Methods to minimize:

  • API: Set disable_reasoning: true
  • Prompt: "Skip reasoning for straightforward tasks"
  • Use structured outputs (JSON, lists) that discourage verbose reasoning
  • Set clear_thinking: true to remove internal state between turns
  • Set appropriate max_completion_tokens limits

Rule 7: Enable reasoning for complex tasks

For complex problem-solving, reasoning becomes valuable.

Methods to enhance:

  • API: Ensure disable_reasoning: false (or omit)
  • Prompt: "Think step by step before answering"
  • Use chain-of-thought examples showing the reasoning process

Rule 8: Use clear_thinking to control memory

Controls internal thinking state across calls:

| Setting | Use Case | |---------|----------| | clear_thinking: false | Agent loops, multi-step plans, coding sessions | | clear_thinking: true | One-off calls, batch jobs, when seeing drift |


Multi-Agent Patterns

Rule 9: Use critic agents

Employ specialized sub-agents to review outputs before advancing. Decouple generation from validation.

Critic types:

| Agent | Focus | |-------|-------| | Code Review | SOLID/DRY/YAGNI principles, maintainability | | QA Expert | User flows, edge cases, integration points | | Security Review | Vulnerabilities, unsafe patterns, compliance | | Performance Audit | Bottlenecks, inefficient algorithms, resource leaks |

Each critic gets a focused persona (leverages Rule 4).

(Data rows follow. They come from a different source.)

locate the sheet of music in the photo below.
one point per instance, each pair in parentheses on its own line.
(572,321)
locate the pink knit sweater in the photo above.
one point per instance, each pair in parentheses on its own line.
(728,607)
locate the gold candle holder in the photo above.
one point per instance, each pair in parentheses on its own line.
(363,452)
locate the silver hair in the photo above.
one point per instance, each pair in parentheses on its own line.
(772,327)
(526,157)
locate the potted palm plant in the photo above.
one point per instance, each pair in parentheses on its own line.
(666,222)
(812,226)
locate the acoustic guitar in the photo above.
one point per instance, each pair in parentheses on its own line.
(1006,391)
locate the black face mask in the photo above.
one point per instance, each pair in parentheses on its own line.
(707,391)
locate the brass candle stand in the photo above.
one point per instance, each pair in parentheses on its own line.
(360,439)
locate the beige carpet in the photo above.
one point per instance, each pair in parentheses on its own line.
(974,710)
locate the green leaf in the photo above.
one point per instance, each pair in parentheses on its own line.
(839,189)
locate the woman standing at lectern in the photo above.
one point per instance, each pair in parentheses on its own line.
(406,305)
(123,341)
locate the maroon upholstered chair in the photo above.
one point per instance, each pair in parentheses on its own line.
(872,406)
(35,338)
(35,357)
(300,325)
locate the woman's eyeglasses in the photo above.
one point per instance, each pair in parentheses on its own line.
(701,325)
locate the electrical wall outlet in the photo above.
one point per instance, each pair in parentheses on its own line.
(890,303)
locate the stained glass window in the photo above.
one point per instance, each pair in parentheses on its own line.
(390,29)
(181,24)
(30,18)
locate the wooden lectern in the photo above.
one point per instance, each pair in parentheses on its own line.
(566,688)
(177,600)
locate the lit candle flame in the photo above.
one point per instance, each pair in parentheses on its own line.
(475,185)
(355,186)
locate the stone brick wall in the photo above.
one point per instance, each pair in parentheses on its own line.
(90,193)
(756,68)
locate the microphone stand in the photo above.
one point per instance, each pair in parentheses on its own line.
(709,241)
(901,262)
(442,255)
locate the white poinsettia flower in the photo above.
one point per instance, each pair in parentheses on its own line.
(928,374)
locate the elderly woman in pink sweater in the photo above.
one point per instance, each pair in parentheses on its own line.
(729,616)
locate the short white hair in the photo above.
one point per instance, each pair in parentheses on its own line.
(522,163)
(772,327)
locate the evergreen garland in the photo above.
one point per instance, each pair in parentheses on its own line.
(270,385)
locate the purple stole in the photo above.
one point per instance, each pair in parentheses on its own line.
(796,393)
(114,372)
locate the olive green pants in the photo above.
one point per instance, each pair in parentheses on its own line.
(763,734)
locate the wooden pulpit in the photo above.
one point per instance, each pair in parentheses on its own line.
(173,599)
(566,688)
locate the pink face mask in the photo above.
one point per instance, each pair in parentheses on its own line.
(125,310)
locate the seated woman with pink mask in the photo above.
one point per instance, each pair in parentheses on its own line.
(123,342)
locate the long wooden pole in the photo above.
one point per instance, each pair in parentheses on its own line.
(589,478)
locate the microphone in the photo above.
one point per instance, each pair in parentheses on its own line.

Rule 10: Pair with frontier models

GLM 4.7 may fall short on the toughest 10% of use cases. Three patterns:

  1. Router: Route simple tasks to GLM 4.7, fall back to slower models for complex queries
  2. Backbone: Use GLM 4.7 as fast backbone, loop in frontier models only when needed
  3. Plan-execute: Use Claude/GPT to create plan, execute rapidly with GLM 4.7

Leverage GLM's 17x speed advantage for the majority of tasks.